Thursday, February 21, 2013
As I usually do, I've tried something for a few days/weeks (in this case, the sleep journal) and it hasn't worked. I'm coming back to it, but have worked out what doesn't work and am working to change it. For me, it's the uniformity of it. It's things like, no, I don't always know how much caffeine I've had and since I usually do my sleep journal in the evening before I turn my computer off, I have to do it in two halves to get the time I go to sleep, so I'm gonna be putting that in the morning journal now. Anyways, it's not really important what I'm changing; just that I'm changing some stuff.
So, rather than the strictly regimented journal I'm gonna do a loser one, covering all the main points. Today was a pretty good day; I relaxed a lot, played some games, got a little housework done but not as much as I would have liked. I've been without money for about a week now and am pretty much just mixing and re-heating leftovers for meals right now, and managed to somehow make myself sick this evening with a completely safe meal. If I sleep poorly tonight, that will DEFINITELY be why! I'm planning a cup of herbal tea with the last of the milk and some TV or Skyrim before bed. It's come to my attention that whilst staring at a screen is a bad way to wind down before bed, it's the method I've utilized since childhood, and my brain associates it with sleep. The number of times I've been unable to sleep unless it's curled up in front of a DVD on the sofa, or watching YouTube on my IPhone in bed, is silly. Last night I fell asleep waiting for a PS3 game screen to load! So rather than ban TV and games from bedtime, I'm going to allow them but monitor the nights I use them and the nights I don't, and see when I sleep better. Just because they help me get to sleep doesn't mean I'm getting good quality sleep, you know? Last night I had a scary-ass dream, for instance.

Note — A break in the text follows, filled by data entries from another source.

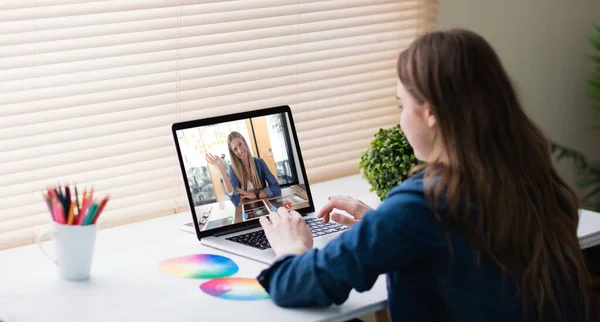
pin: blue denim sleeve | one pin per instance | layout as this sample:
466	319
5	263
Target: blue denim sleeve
273	190
395	236
235	183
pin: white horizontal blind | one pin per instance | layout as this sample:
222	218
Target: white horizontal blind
89	89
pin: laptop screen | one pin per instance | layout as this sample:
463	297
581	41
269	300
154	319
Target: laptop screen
241	169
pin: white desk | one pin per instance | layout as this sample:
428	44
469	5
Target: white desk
589	229
126	284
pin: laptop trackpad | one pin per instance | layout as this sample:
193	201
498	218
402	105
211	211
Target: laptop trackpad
321	241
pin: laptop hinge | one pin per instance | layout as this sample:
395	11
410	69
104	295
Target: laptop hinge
231	231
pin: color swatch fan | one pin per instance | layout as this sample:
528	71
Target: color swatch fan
235	288
199	266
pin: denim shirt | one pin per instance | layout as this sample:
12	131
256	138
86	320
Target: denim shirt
265	176
403	240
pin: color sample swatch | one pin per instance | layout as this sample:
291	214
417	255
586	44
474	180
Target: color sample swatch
235	288
199	266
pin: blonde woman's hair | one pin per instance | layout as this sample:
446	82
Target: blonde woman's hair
238	165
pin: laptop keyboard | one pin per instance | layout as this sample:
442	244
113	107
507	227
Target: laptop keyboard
257	239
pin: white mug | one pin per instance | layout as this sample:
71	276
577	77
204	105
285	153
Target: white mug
74	245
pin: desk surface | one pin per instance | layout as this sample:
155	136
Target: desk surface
126	284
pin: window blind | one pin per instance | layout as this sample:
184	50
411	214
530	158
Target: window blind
89	89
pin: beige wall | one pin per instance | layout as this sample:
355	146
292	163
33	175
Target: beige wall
543	45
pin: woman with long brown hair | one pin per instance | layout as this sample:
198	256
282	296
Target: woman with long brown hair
484	230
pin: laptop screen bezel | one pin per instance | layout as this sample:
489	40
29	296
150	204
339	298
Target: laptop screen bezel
235	117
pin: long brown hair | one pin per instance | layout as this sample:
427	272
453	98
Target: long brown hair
498	160
238	165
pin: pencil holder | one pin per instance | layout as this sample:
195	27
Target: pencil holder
74	249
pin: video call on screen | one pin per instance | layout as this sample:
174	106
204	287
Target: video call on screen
268	138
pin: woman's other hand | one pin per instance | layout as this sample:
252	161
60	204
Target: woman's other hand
353	207
215	161
287	232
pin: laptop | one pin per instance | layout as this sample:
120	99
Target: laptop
228	222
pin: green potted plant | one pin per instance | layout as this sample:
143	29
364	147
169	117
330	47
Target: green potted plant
588	173
387	161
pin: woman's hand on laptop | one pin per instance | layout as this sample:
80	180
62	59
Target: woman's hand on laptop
246	194
287	232
353	207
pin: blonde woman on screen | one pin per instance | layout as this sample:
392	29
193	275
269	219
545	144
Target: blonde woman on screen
248	178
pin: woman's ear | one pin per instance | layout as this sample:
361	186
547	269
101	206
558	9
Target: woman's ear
429	116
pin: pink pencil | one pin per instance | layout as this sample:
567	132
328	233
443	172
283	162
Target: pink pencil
102	205
58	212
84	208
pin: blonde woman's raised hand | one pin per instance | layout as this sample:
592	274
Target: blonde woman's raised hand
215	161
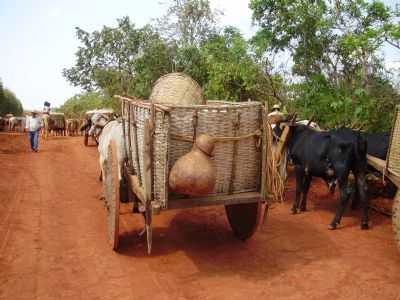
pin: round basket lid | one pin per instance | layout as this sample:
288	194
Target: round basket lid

Was that because I slept on the sofa, having fallen asleep in front of the TV? Or a coincidence?
Other stuff that's got me emotional today; I'm going to see granddad on Saturday, which is awesome exciting if slightly stressful 'cause it means I may have to see my dad, too. I have a friend who keeps calling but I'm too ill to chat :-( (I have a cold, and the catarrh build-up in my sinuses is putting pressure on my inner ears, making me almost completely deaf) so I'm having to avoid her which is kinda stressing me out. Also, though it was good fun, I've been watching scary YouTube videos tonight. Actually, the more Skyrim I play the more scary films and games scare me. I love it, but maybe it's not helping my anxiety and stress overall? We'll see.

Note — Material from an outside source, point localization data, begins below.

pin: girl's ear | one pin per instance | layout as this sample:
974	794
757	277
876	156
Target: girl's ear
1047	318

My appetite has been low and I've had an easy time over-coming my cravings. However, yesterday and today my energy was really low and I had a hard time motivating myself to do things. I've also found myself getting tearful and irritable really easily, but I think that might be time-of-the-month hormonal more than anything else. We'll see.
But yeah, food and drink have been not-too-bad but not great. Lots of choc-nut sandwiches and some cheesy potato-y eggs with vegetables for dinner (which is what made me sick). Drinks have been water and a cup of tea; nothing special there. No alcohol, drugs, smoking or anything freaky. No work-outs either though, sadly.

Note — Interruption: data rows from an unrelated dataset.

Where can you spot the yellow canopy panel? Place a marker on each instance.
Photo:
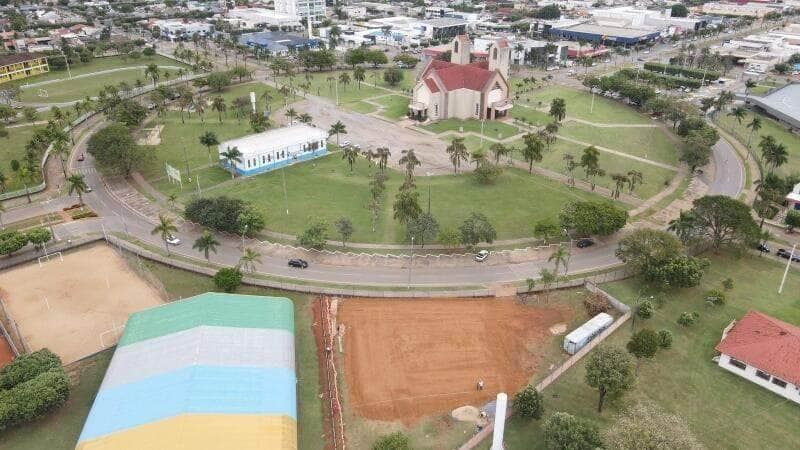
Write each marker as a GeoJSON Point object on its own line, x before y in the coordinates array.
{"type": "Point", "coordinates": [204, 432]}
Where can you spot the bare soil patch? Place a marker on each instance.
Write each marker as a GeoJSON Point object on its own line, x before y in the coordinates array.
{"type": "Point", "coordinates": [406, 359]}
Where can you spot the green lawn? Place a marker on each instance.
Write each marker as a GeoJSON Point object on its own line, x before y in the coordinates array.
{"type": "Point", "coordinates": [768, 127]}
{"type": "Point", "coordinates": [649, 143]}
{"type": "Point", "coordinates": [579, 105]}
{"type": "Point", "coordinates": [722, 409]}
{"type": "Point", "coordinates": [396, 106]}
{"type": "Point", "coordinates": [491, 128]}
{"type": "Point", "coordinates": [655, 178]}
{"type": "Point", "coordinates": [177, 136]}
{"type": "Point", "coordinates": [60, 430]}
{"type": "Point", "coordinates": [79, 88]}
{"type": "Point", "coordinates": [324, 188]}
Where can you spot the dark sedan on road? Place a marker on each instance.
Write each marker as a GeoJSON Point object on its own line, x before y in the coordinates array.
{"type": "Point", "coordinates": [298, 263]}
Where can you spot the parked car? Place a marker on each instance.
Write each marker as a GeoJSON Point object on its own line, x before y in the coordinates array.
{"type": "Point", "coordinates": [298, 263]}
{"type": "Point", "coordinates": [783, 253]}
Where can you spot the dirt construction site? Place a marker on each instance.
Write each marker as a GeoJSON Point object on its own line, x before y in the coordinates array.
{"type": "Point", "coordinates": [76, 304]}
{"type": "Point", "coordinates": [406, 359]}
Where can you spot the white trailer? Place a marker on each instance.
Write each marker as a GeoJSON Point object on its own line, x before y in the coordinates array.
{"type": "Point", "coordinates": [582, 335]}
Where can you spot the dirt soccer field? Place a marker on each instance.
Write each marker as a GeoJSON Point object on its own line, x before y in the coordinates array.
{"type": "Point", "coordinates": [405, 359]}
{"type": "Point", "coordinates": [75, 307]}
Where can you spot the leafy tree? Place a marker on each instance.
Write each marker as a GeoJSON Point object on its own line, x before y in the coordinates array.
{"type": "Point", "coordinates": [115, 150]}
{"type": "Point", "coordinates": [315, 235]}
{"type": "Point", "coordinates": [646, 426]}
{"type": "Point", "coordinates": [228, 279]}
{"type": "Point", "coordinates": [345, 228]}
{"type": "Point", "coordinates": [563, 431]}
{"type": "Point", "coordinates": [477, 228]}
{"type": "Point", "coordinates": [393, 441]}
{"type": "Point", "coordinates": [529, 403]}
{"type": "Point", "coordinates": [593, 218]}
{"type": "Point", "coordinates": [610, 371]}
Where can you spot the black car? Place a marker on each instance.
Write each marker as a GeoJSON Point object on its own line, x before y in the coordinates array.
{"type": "Point", "coordinates": [783, 253]}
{"type": "Point", "coordinates": [299, 263]}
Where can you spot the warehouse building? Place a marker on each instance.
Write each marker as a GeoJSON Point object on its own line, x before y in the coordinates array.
{"type": "Point", "coordinates": [209, 372]}
{"type": "Point", "coordinates": [273, 149]}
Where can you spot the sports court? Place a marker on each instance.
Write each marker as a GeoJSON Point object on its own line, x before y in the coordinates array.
{"type": "Point", "coordinates": [75, 306]}
{"type": "Point", "coordinates": [405, 359]}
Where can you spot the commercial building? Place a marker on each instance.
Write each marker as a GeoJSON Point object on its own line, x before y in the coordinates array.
{"type": "Point", "coordinates": [209, 372]}
{"type": "Point", "coordinates": [782, 104]}
{"type": "Point", "coordinates": [764, 351]}
{"type": "Point", "coordinates": [273, 149]}
{"type": "Point", "coordinates": [314, 9]}
{"type": "Point", "coordinates": [22, 65]}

Nothing much planned for tomorrow, though I do have to work. Well, volunteer. I was meant to be doing tomorrow afternoon and closing up, but it turns out all the other Friday volunteers are off tomorrow for various reasons so I'll be in on my own all day! Meep!
And finally, something else I've wanted to start doing; today, I'm thankful for my awesome-ass boyfriend; even if he doesn't stick around for the rest of all eternity, he's already had a good impact on my life and hopefully whatever the future brings I will continue to be enriched by the influence he's had. However, more than that, I'm thankful for the fact that I can recognize the difference now between a healthy "yes, this is a good person to have in my life" thought and an unhealthy "I NEED this person in my life and will fall apart if they leave me!" thought. Might seem random and strange, but it's a big deal to me.
Something I like about myself is that when I really knuckle down to it and get hard-core with myself, it's totally possible for me to force myself to do just about anything, regardless of how little I actually want to do it.